Whether it's business or drinks at the playa, people in the know, just know...

Defense Policy Board: Richard Perle
Policy Profiteers: Right-Wing Think Tanks & Bush's Foreign Policy
Weapons-Makers Cashing In on the War on Terrorism


excerpted from the book

How Much Are You Making On The War Daddy?
A Quick and Dirty Guide to War Profiteering in the Bush Administration


by William D. Hartung
Nation Books, 2003, paper

EXCERPT...

p86
Just as Perle was stepping down as the chairman of (Defense Police Board) DPB, the Washington-based Center for Public Integrity released a report indicating that he was not alone among his colleagues on the board in taking an active role as an arms industry consultant, executive, and investment advisor while serving as a close advisor to Donald Rumsfeld.
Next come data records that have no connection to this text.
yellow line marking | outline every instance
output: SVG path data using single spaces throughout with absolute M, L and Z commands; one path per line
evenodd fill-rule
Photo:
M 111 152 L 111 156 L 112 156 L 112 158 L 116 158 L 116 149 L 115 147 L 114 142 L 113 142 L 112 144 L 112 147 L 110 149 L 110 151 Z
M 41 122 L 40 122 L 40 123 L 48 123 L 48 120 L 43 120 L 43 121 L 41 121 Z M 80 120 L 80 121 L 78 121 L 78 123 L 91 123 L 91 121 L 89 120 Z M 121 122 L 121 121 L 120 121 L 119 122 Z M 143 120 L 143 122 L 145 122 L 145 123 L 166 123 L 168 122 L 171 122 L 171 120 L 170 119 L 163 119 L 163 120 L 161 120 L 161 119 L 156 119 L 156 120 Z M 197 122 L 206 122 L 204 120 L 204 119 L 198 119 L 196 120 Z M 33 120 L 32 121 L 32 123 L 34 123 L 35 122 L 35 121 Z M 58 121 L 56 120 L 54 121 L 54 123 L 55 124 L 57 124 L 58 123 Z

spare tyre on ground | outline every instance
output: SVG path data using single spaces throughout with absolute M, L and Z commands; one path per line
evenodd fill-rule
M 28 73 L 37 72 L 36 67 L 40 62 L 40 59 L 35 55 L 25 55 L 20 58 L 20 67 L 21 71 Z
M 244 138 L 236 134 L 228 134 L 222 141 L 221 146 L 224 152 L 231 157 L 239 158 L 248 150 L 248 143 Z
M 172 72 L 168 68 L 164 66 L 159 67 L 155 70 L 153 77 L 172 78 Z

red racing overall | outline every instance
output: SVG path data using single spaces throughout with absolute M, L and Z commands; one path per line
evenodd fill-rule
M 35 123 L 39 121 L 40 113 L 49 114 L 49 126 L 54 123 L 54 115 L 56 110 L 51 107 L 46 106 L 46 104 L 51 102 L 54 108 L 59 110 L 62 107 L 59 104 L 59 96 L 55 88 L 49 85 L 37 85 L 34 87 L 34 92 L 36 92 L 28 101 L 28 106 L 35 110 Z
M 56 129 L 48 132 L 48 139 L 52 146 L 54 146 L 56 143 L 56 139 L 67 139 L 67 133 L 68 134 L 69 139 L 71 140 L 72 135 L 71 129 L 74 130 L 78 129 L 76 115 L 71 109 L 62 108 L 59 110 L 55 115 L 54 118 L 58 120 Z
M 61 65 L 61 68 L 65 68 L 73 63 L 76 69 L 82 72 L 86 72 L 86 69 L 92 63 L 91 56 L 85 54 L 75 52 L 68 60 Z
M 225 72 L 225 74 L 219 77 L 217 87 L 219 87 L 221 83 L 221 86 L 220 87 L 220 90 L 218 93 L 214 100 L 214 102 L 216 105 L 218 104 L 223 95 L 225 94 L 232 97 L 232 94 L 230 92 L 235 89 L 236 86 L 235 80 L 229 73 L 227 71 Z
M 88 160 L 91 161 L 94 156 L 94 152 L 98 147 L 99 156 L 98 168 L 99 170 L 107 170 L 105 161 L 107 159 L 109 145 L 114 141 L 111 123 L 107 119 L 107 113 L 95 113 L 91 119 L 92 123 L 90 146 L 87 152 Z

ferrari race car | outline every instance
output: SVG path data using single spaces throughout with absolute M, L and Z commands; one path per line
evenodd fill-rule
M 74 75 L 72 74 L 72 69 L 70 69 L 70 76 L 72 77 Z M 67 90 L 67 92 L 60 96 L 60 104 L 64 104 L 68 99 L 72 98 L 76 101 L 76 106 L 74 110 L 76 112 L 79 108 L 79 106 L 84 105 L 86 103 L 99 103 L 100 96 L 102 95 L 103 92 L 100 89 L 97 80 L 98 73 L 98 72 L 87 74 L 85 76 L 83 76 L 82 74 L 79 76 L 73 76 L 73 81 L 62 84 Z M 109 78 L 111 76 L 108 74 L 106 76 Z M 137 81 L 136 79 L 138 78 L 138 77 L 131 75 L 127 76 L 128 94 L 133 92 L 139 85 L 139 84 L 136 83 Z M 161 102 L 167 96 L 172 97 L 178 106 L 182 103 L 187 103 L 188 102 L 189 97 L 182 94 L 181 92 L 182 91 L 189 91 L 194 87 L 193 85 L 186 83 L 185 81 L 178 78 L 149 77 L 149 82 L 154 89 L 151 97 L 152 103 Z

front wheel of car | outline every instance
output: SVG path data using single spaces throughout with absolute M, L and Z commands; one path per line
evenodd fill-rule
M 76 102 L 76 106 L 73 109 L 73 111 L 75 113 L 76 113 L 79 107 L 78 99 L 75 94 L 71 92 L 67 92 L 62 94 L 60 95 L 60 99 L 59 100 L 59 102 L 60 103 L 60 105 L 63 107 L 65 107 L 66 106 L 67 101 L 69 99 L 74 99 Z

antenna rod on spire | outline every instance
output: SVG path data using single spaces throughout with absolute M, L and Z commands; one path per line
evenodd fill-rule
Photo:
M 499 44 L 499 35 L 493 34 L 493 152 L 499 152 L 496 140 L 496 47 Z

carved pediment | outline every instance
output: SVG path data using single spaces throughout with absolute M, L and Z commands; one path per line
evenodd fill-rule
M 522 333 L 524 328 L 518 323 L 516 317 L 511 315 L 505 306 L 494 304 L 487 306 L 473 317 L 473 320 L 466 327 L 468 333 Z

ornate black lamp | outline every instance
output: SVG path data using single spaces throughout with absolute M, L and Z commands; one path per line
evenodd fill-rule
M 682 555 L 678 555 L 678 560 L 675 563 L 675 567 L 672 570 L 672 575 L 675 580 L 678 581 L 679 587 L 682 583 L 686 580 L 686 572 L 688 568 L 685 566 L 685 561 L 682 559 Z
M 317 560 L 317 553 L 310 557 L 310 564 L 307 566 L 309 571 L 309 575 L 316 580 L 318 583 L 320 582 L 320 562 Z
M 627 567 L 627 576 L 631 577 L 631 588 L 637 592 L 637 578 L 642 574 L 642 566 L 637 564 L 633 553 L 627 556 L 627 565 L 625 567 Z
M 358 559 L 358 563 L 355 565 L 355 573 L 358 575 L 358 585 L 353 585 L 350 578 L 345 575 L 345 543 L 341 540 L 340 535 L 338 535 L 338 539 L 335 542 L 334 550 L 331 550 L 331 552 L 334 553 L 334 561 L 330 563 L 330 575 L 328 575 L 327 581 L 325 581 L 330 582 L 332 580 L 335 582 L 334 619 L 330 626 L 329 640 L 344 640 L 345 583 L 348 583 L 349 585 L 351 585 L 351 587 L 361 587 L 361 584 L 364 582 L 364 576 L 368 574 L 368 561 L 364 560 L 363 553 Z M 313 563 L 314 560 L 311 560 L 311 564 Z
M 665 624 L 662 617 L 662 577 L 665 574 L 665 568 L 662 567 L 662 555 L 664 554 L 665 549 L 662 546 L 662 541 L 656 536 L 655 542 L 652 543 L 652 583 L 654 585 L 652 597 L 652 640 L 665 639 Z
The Center found that nine of the board's thirty members had relationships with weapons contractors that together had received over $76 billion in contracts from the Pentagon in the most recent year for which figures are available. Perle's partners in influence peddling include his neo-con fellow traveler R. James Woolsey, who runs the Global Strategic Security practice for Booz Allen Hamilton, a beltway bandit which bagged $68O million in Pentagon contracts in Fiscal Year 2002; Jack Sheehan, a retired general who works for Bechtel, which is currently cashing in on the rebuilding of Iraq; David Jeremiah, a retired admiral with ties to the Mitre Corporation, a major Pentagon R&D contractor, which is run by fellow DPB board member James Schlesinger, who served as defense secretary prior to Donald Rumsfeld's first go-round at the job back in the mid-1970s.

p88
... Perle and his DPB partner in crime R. James Woolsey who alleged links between Al Qaeda and Saddam Hussein. It was Perle and his colleagues at the DPB who suggested that Saddam Hussein's forces possessed nuclear, chemical, and biological weapons that posed an imminent threat to the United States. And it was Perle and Undersecretary of Defense for Policy Douglas Feith who have pressed most vigorously for a U.S.-backed puppet government led by the Iraqi exile Ahmed Chalabi, a high-living, alleged embezzler who had not stepped inside the country for forty-five years before the Pentagon dropped him in behind U.S. Iines during the early stages of "Operation Iraqi Freedom."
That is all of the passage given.